The first podcast episode was an interview with Isaac Prilleltensky, vice provost for institutional culture at the University. Prilleltensky shared pieces of his life story, including the tragic loss of his parents when he was only 8 years old. He then was adopted by loving relatives in Argentina but had to face anti-Semitism and political strife.

“Growing up under difficult circumstances made me pursue my dreams,” he said. Those dreams included “fairness for everybody and wellness for all.” Prilleltensky devoted his life to that goal when he became a community psychologist and eventually implemented many of his teachings and beliefs in his work.

Others who will be interviewed for the podcast include Maggie Steber, an award-winning documentary photographer who has followed her passion, and Shahidul Alam, a photographer from Bangladesh whose work seeks to give a voice to the voiceless.  

A parallel podcast in German, titled “Wo Träume Herkokken,” will be launched in the next few weeks, said Chatterjee.    

Continuing the theme of dreams, Chatterjee has begun work on a documentary about the life of University of Miami alumnus Tvrtko Vujity, a Hungarian journalist who became a war correspondent and a well-known journalist in his country and in other Slavic language countries. His work led him to cover the genocide in Rwanda and report on the nuclear disaster at Chernobyl.

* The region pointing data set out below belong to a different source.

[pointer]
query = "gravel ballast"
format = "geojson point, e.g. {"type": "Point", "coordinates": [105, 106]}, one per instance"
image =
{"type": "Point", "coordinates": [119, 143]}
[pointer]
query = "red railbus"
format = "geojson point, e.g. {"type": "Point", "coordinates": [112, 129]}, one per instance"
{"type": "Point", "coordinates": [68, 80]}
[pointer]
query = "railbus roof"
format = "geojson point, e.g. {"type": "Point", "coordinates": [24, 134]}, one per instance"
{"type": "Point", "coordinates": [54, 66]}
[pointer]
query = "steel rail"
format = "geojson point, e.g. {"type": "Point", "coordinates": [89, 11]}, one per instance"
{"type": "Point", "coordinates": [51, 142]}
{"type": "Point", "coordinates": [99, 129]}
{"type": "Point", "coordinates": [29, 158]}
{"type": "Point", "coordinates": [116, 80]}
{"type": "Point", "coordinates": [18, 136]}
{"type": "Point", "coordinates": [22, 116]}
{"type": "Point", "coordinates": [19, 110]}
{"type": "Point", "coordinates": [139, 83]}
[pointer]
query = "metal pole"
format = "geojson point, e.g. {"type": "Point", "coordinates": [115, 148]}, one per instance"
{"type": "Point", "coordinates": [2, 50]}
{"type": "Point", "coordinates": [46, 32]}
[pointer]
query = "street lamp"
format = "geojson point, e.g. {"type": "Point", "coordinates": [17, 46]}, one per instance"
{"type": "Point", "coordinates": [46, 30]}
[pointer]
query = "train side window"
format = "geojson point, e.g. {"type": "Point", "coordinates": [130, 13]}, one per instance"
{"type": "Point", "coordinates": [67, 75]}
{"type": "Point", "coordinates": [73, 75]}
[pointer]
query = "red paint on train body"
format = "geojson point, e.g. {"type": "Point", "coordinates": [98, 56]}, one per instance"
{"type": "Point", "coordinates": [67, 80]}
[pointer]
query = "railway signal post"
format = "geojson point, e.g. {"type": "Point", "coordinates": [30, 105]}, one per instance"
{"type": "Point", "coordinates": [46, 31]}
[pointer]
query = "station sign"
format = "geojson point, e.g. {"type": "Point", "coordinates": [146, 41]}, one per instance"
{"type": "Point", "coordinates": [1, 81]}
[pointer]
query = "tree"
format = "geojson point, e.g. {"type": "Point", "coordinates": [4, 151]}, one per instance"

Chatterjee and Vujity met at the School of Communication when Vujity studied there. “I was eager to meet Tvrtko [again] after all these years because he was making a big change in his life’s trajectory,” said Chatterjee. Vujity had moved with his family to Hawaii and he told Chatterjee, “after telling the stories of hell on earth, now I want to discover paradise.”

For Chatterjee, Vujity’s journey could be attractive to many who hope to change their lives.

“This is potentially a story about reinvention, an evolution in the story of Tvrtko’s dream of becoming a journalist,” he said. “I think it could be a great story.”